Uganda Breweries, which markets Johnnie Walker in the country, agreed about the importance of partnerships. The company views the Serena Golf Resort as “an embodiment of progress” as its expansion provides world class facilities previously unavailable in Uganda.
“It is a triumph for golf in the region that Johnnie Walker is proud to associate with as a stylish global icon, which represents the idea of personal progress,” said Anne Nakiyaga, UBL’s luxury portfolio manager.
She added that the company is keen to maintain and grow its relationships with golf in general, and the resort in particular, because, “It is only through associations like these that the game can grow. UBL is keen to facilitate the building of progressive networks and connections at both personal and corporate level.”
Previous attempts to build professional golf courses in the country have failed.
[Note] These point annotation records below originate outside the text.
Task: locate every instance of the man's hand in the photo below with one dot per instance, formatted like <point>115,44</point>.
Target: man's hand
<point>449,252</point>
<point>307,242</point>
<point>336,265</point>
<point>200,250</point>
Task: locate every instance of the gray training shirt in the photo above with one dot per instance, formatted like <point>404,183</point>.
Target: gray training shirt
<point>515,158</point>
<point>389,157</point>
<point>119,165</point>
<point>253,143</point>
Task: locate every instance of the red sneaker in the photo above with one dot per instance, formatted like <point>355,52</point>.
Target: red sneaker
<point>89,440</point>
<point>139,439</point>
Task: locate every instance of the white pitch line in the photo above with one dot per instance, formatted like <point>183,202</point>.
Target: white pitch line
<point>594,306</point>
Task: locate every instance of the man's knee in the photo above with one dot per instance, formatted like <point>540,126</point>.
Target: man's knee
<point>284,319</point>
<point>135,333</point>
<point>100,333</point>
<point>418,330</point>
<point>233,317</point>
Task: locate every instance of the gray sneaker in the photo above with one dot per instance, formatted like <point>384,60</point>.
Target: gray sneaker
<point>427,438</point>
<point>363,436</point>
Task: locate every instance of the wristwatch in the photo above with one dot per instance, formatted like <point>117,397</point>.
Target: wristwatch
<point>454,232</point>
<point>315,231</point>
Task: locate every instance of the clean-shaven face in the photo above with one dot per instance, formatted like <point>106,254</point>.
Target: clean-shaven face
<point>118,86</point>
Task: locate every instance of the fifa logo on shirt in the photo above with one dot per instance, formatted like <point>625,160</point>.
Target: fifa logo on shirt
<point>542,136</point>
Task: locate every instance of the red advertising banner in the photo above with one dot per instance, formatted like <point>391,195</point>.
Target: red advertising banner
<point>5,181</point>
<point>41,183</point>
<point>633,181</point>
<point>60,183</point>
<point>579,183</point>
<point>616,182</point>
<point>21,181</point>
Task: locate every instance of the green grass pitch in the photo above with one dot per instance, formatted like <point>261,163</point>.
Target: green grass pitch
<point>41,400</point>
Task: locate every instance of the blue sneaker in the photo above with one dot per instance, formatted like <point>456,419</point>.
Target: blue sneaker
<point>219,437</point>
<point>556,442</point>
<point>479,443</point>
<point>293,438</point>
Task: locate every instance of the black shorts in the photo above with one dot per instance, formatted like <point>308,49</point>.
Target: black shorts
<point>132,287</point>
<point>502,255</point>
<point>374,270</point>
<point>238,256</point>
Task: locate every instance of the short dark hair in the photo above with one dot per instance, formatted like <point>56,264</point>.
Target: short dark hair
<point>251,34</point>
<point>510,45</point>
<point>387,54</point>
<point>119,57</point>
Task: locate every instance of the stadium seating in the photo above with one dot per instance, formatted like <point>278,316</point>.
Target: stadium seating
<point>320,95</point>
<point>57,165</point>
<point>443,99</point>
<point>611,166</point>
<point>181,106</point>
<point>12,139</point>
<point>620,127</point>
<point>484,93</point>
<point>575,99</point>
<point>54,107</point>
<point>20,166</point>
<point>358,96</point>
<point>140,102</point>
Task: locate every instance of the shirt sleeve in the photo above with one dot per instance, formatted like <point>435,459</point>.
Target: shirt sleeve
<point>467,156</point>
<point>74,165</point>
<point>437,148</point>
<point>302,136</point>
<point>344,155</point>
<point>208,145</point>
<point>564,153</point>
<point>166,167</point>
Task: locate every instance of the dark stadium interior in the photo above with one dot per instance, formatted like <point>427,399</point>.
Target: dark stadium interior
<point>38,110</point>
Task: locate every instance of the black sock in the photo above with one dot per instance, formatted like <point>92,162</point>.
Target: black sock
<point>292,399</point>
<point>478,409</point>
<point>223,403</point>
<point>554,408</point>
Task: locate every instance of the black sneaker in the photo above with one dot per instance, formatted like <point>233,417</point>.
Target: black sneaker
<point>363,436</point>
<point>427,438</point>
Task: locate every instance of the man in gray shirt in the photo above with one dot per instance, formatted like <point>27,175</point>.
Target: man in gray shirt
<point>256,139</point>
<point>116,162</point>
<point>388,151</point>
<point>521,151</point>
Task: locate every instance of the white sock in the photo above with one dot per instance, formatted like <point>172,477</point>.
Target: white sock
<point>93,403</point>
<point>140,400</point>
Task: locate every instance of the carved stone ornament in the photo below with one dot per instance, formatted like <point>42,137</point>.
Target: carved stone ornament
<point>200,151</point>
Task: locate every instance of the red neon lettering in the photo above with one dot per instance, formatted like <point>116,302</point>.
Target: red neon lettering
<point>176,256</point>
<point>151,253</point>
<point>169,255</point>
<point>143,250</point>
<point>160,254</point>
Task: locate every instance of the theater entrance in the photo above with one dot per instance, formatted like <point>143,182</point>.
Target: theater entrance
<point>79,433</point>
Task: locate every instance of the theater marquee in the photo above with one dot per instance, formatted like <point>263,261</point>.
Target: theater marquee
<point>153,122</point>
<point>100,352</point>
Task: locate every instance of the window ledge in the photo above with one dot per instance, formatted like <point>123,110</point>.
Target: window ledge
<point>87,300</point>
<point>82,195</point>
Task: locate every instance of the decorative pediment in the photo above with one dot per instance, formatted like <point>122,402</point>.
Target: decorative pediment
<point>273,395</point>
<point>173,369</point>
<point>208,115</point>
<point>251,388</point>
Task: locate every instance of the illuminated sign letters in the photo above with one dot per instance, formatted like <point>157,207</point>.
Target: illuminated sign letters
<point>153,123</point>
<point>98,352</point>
For example, Marasa Holdings tried to develop courses at its breathtaking safari lodges at Chobe and Mweya, located in the middle of Murchison Falls and Queen Elizabeth National Parks in the north and west of the country respectively.
Their plans were successfully resisted by conservationists who made watertight arguments about the distortions the specialised nature of golf course development would introduce to wildlife habitats, to the detriment of tourism.
Luckily, both lodges are within a short distance of existing courses in Pakwach (for Chobe) and Kasese (for Mweya). With or without courses inside the national parks, luxury golfing in Uganda is about to tee off.